I wondered, how many things do I completely overlook in my assumptions that they'll always be there? I don't think much about the cars until one of them ends up in the shop for something or other. The water is always just a handle turn away, until it's not working. Electricity- at my fingertips until a truck takes out a power line. 2,000 square feet is a minimum for living space until you find that your family being together is most important and that can happen in 700 square feet just as well. There's always going to be another full moon, fall leaf, or blooming flower until something happens and my eyes don't work right. A walk to school is no big deal until my knee is in a brace and even walking to the bathroom is out of the question. My Grandma has always been here, but she's nearing 90. That won't last forever. A loving family is always there and willing to forgive my faults, but that may not always be the case. An illness, disaster, or hurtful comments or actions could take it all away- and sometimes without much notice.

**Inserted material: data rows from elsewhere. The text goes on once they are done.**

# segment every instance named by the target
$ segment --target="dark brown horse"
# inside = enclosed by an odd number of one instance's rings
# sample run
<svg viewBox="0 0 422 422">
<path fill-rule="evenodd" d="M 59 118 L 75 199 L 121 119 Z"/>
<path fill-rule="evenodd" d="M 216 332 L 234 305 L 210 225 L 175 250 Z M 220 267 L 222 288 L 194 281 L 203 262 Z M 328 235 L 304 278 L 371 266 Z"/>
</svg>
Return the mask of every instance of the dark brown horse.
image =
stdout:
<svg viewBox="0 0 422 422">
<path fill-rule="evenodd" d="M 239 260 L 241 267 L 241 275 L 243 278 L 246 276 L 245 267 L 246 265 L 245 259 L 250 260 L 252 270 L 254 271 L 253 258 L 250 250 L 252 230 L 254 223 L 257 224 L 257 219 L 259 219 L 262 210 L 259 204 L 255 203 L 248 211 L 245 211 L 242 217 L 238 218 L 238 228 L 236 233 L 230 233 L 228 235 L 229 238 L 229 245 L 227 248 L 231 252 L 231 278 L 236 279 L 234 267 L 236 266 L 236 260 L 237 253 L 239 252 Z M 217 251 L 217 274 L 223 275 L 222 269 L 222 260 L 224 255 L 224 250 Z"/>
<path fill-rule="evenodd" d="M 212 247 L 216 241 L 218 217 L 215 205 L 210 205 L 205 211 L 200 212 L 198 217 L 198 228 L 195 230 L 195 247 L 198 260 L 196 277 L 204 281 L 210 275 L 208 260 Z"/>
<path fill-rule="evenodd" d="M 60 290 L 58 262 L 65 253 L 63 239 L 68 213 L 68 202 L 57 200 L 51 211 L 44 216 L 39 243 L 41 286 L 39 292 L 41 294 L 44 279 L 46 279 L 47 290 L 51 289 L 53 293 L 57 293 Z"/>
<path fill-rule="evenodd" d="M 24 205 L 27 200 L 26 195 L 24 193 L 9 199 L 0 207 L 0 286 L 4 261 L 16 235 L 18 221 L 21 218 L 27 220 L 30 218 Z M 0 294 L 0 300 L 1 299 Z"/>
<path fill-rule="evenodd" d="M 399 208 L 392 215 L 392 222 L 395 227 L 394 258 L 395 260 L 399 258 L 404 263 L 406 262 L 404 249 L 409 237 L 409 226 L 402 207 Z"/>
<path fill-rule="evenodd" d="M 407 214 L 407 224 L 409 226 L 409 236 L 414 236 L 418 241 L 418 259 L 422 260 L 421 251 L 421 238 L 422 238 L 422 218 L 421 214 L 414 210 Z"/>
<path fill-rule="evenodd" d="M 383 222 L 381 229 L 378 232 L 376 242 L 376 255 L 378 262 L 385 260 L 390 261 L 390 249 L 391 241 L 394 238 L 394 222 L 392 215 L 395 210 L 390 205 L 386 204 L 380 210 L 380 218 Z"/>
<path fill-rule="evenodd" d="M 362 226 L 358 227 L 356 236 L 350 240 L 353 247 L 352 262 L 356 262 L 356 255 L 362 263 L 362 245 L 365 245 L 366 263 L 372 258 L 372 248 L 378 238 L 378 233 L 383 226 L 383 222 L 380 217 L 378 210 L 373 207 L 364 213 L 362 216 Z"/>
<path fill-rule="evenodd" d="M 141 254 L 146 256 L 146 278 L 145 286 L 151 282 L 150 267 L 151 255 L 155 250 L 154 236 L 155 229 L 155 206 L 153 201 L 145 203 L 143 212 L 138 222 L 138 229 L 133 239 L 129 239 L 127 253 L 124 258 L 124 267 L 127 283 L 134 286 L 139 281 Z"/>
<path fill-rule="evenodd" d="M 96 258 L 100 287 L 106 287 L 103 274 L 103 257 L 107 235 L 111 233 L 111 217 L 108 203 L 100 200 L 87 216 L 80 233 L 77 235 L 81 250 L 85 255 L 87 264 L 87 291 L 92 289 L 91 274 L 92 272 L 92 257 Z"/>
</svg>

This morning I realized, "Wow, it's weird to sit here and think how much work goes into my happy life- and I don't do but the tiniest little bit of it." Most of the things that I take for granted in my life are here by someone else's work. I pay the electric bill, but their technicians keep the juice flowing. I pay the house payment, but I don't earn the money nor did I build the house. I can plant flowers, observe stars, or call Grandmas. I chose to marry my sweet husband and gave birth to my children, but it's not me that keeps any of them here, growing and blessing my life. The one who really does all the work makes much better decisions on what's needful and what's wanted in my life. He knows much better than I what I need. I have been blessed beyond measure- and with much more frosting than I could have ever hoped.